Social media surveillance: coming to a school near you

According to CNN, Glendale Unified School District of Los Angeles, Calif., has signed on with Geo Listening, a company that closely monitors students’ postings on social media sites. This broad surveillance into students’ lives, especially outside of school, goes too far and is simply inappropriate.

At the same time, students must realize that posting on social media sites is a voluntary relinquishing of privacy to a public forum. For that reason, Geo Listening is not violating any rights.

Glendale took this extensive and expensive measure – Geo Listening cost the district $40,500–in part due to two student suicides in the past two years, which may be the result of cyberbullying.

The school’s main intent is most likely to reduce cyberbullying, yet the long list of monitored issues includes illegal drug use, self-harm, disruption of class or school-related activities, hazing, sexual harassment, threats or acts of physical violence, use of fake identification, use of obscenities, racism, weapon use, suicide and despair. This absurdly long list posits ambiguities that may intrude into students’ activities outside of school and thus impinges upon a role that should be left to parents.

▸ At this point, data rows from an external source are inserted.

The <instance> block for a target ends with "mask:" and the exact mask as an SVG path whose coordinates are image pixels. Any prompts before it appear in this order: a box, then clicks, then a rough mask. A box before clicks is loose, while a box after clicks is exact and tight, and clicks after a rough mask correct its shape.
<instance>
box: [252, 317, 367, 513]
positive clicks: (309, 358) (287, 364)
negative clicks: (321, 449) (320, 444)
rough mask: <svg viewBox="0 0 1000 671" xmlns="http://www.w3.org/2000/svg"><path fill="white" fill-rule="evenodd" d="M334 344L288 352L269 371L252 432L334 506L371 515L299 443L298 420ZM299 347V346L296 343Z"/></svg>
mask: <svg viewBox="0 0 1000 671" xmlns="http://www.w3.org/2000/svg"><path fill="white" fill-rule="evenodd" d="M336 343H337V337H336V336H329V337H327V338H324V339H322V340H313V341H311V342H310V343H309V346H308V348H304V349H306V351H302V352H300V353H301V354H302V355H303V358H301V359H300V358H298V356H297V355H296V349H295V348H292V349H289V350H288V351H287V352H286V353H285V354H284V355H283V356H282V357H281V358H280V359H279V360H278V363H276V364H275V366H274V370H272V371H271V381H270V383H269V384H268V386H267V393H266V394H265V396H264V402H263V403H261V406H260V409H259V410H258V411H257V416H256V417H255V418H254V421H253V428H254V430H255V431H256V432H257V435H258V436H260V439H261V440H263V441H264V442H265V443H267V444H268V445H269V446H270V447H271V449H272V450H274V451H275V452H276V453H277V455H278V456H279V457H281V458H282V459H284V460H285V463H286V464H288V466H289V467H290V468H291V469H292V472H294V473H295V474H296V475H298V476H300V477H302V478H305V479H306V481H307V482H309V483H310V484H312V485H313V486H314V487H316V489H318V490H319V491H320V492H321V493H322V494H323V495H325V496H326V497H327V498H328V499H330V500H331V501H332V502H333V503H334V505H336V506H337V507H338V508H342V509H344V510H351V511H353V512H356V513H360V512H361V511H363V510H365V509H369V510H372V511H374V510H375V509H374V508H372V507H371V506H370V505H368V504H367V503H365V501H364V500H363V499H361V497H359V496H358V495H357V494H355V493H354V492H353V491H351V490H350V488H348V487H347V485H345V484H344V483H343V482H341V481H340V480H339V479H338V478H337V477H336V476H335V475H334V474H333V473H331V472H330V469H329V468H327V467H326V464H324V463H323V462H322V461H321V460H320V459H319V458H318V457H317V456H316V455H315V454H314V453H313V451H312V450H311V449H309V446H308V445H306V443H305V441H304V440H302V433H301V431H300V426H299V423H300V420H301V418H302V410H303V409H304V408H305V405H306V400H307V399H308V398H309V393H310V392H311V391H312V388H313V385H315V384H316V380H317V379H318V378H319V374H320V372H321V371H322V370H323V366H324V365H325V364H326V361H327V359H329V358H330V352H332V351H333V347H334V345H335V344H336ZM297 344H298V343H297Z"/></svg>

CEO of Geo Listening Chris Frydrych said, “No matter where [the students] are, if they are advertising it in the public domain, it’s no different than if they’re standing in front of a teacher.”

Moreover, Frydrych said that Geo Listening can’t tap into posts that are set to private. Students should not feel as if they are standing in front of a teacher while at home, yet they do have full control over what school authorities may and may not read by picking and choosing what they post.

With that said, this unapologetically invasive system can turn the teacher-student relationship into a tedious game of cat and mouse that will reduce students’ trust in school authority figures and inadvertently serve to further ostracize students from adults in the face of controversial issues like cyberbullying.

Ultimately, the question remains as to whether or not the potential to protect errant teens from themselves outweighs the distrust and discomfort that spawns from Geo Listening’s intrusive solutions and Glendale’s overreaching authority.

This very well may be the case if the system proves to effectively prevent something as horrible as teen suicide, which tends to affect the whole community. Glendale, on the other hand, certainly could have used the $40,500 it spent on Geo Listening on an equally safe and much less disconcerting program. For example, Glendale could have spread awareness of teen suicides as they relate to cyberbullying.

Either way, Frydrych said Geo Listening expects to have at least 3,000 customers worldwide by the end of the year.

Whether or not this measure proves to be effective, it sets a dangerous precedent for school overreach. Kids should not feel as if they are under the watchful eye of the school administration at all hours. Cyberbullying is a massive problem that needs to be addressed, but there are other, less Orwellian ways to do that.